Even in the city, on any lawn, you can find a whole sea of ​​\u200b\u200bflowers with a yellow center and long white petals. “Daisies” – residents of neighboring houses confidently say. Many of them collect this plant, because chamomile decoction is a well-known and common antiseptic. But in fact, this is only a decoction of chamomile (Matricaria recutita). And what grows on the lawn is called common leucanthemum (Leucanthemum vulgare) and has nothing to do with medicinal plants. These are not only different species, but also different genera (although the family is the same – aster). However, there is also a pharmacy chamomile on the city lawn, if you look carefully. It’s just that it is an annual, there are not so many of it, it quickly sheds its petals, and the daisy does not shed its petals for a very long time and therefore is more noticeable.

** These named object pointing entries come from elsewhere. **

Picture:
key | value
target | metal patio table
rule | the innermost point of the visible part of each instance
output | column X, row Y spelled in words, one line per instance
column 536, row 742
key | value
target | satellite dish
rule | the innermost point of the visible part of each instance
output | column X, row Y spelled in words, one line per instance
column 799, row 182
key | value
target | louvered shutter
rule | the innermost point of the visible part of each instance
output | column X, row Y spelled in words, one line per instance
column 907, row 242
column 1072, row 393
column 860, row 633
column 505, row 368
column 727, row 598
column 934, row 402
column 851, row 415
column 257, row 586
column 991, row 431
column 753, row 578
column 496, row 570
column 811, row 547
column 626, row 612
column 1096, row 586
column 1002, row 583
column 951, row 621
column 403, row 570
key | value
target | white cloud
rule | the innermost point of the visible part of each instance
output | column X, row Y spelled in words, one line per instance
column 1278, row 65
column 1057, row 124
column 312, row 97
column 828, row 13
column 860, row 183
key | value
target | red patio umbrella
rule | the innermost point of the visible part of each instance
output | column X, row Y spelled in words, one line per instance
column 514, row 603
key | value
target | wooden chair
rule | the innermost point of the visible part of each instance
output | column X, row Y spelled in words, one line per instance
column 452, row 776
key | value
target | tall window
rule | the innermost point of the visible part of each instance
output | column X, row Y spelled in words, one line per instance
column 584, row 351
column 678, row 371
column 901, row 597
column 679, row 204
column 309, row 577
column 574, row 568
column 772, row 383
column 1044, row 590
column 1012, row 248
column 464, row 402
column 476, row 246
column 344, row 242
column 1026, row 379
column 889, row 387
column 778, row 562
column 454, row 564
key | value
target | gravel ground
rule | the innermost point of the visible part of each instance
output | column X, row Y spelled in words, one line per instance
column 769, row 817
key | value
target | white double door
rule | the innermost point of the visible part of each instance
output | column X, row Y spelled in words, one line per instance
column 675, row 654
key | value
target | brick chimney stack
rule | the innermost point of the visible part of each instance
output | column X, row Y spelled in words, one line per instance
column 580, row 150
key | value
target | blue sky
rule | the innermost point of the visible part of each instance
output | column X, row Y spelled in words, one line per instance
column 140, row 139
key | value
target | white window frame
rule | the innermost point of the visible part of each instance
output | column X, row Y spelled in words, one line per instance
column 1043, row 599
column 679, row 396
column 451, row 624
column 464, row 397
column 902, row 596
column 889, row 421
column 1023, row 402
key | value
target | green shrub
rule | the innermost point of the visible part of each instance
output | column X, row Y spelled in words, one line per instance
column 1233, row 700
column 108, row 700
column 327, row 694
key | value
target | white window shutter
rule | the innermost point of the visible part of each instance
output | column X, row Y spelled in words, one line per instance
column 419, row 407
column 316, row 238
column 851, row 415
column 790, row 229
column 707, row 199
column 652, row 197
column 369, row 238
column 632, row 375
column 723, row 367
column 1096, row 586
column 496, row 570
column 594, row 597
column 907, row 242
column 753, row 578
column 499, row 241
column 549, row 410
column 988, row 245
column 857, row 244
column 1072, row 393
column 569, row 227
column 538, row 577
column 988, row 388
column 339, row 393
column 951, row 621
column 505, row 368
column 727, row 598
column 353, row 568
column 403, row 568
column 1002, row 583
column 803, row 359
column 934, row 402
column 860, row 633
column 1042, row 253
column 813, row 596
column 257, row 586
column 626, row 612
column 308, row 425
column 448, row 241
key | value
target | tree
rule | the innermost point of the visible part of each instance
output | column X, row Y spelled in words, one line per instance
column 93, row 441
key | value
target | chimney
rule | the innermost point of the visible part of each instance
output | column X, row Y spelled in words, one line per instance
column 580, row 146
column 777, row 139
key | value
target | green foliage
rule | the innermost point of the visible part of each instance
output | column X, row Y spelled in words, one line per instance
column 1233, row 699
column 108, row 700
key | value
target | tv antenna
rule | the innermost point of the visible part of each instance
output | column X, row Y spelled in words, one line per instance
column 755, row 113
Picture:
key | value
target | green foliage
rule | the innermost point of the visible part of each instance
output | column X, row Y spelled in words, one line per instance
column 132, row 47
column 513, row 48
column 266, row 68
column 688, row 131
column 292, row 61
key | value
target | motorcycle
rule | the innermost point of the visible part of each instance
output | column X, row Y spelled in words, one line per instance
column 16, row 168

Here is another “sweet couple”: quite a medicinal leuzea safflower (Rhaponticum carthamoides https://en.wikipedia.org/wiki/Rhaponticum_carthamoides) and at best useless penetrating thistle (Carduus nutans). And the following two plants are often confused with each other even by experts. Both are deadly poisonous. Only their poison is very different in terms of the principle of action, so help in each case should be different: poisonous milestone (Cicuta virosa) and spotted hemlock (Conium maculatum). And there are dozens, if not hundreds, of such pairs. In many cases, many fairly complex analyzes are required in order to accurately establish what kind of plant is in front of us.

The information in this section should not be used for self-diagnosis or self-treatment. In case of pain or other exacerbation of the disease, only the attending physician should prescribe diagnostic tests. For diagnosis and proper treatment, you should contact your doctor.